ENTRY IN HANDELSREGISTER
Register Number: HRB 180212 B
Register Court: Amtsgericht Berlin (Charlottenburg)
§1 – OFFER AND CONCLUSION OF CONTRACT
Offers by R3 Solutions are non-binding and can be subject to change, except when they are expressly identified as binding or contain a specific acceptance period.
Contract agreements between R3 and the customer are concluded upon the signing of a Statement of Work (SOW) by both parties. The customer must email a scanned copy of the countersigned SOW to R3 under the subject line "Acceptance". General Terms and Conditions apply, apart from any provisions contained within the SOW.
In order to be legally binding, notifications to all parties regarding the termination of an agreement must be made in writing.
§2 – DELIVERY TIME
The customer is informed of the delivery times before submitting his order.

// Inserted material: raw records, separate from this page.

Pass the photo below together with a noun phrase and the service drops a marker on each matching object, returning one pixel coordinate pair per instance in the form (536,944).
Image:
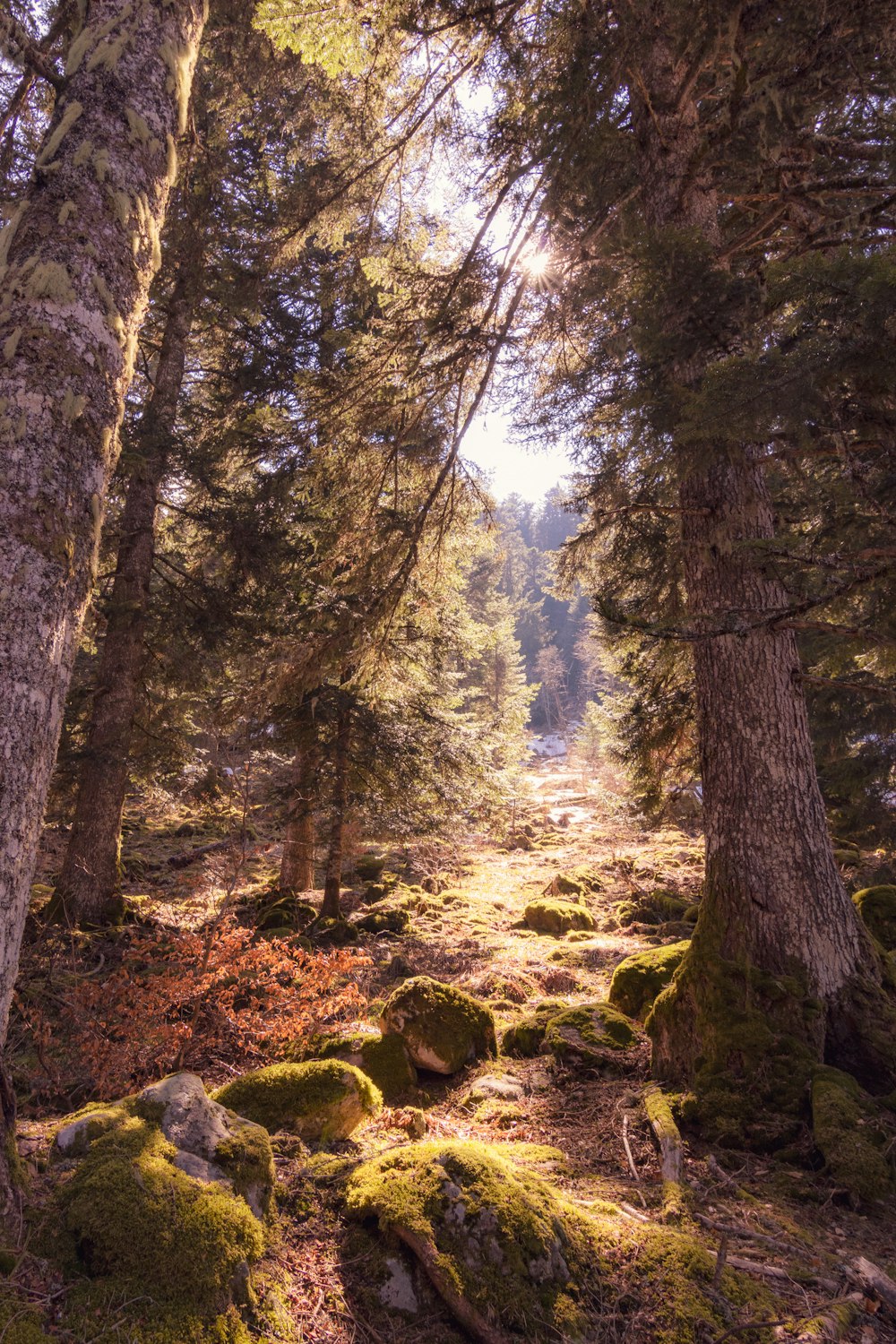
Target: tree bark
(297,865)
(75,265)
(778,937)
(333,881)
(88,892)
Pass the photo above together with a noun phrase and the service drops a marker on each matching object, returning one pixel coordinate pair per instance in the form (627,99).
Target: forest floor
(785,1218)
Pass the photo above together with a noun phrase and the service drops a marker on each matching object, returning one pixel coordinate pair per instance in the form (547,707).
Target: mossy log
(670,1150)
(460,1306)
(829,1324)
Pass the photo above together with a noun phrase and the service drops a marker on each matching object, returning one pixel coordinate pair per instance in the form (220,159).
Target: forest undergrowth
(190,983)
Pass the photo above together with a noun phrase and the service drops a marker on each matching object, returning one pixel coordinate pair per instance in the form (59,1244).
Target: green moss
(743,1040)
(332,933)
(556,917)
(322,1099)
(443,1027)
(852,1134)
(247,1161)
(382,1058)
(638,980)
(19,1322)
(590,1037)
(132,1215)
(504,1239)
(877,909)
(524,1038)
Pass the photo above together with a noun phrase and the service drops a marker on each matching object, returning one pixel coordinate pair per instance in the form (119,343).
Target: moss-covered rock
(525,1038)
(134,1215)
(556,917)
(590,1037)
(443,1027)
(319,1101)
(855,1137)
(877,909)
(332,933)
(638,980)
(384,1059)
(742,1040)
(384,921)
(210,1142)
(500,1238)
(576,882)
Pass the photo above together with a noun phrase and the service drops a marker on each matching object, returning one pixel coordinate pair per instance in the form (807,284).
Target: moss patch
(132,1215)
(501,1238)
(877,909)
(638,980)
(524,1038)
(853,1134)
(322,1099)
(443,1027)
(556,917)
(590,1037)
(743,1040)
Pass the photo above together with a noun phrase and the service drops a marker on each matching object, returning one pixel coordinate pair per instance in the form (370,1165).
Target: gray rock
(495,1085)
(398,1290)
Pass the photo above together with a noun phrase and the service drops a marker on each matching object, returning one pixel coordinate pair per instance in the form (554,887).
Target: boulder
(638,980)
(163,1219)
(443,1027)
(320,1101)
(210,1142)
(527,1037)
(856,1137)
(877,909)
(384,1059)
(495,1241)
(591,1037)
(556,917)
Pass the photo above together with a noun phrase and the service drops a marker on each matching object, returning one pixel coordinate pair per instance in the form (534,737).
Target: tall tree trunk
(75,265)
(297,865)
(88,892)
(780,972)
(333,879)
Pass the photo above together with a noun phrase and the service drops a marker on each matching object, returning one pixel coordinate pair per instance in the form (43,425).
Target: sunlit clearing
(536,263)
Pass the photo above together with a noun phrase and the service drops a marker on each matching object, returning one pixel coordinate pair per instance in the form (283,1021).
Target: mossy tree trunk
(798,968)
(88,892)
(339,808)
(297,865)
(75,265)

In the event of non-R3-related disruptions in the business operations of R3 or its suppliers resulting from an unforeseeable event not caused by R3 or a subcontractor, in particular, as a result of strikes, lockouts, and force majeure, agreed delivery times shall be extended by the duration of the disruption. The customer may withdraw from the contract if he cannot reasonably be expected to adhere to the contract as a result of the extension of the delivery period.
§3 – GRANT OF RIGHTS, OWNERSHIP
The customer is entitled to use the purchased products in the scope mentioned in the product description and purposes mentioned therein. To this end, R3 grants to the customer, within the scope of the concluded contract and these General Terms and Conditions, a temporary, non-exclusive, non-transferable, and limited to the customer right of use of the product and integrated software.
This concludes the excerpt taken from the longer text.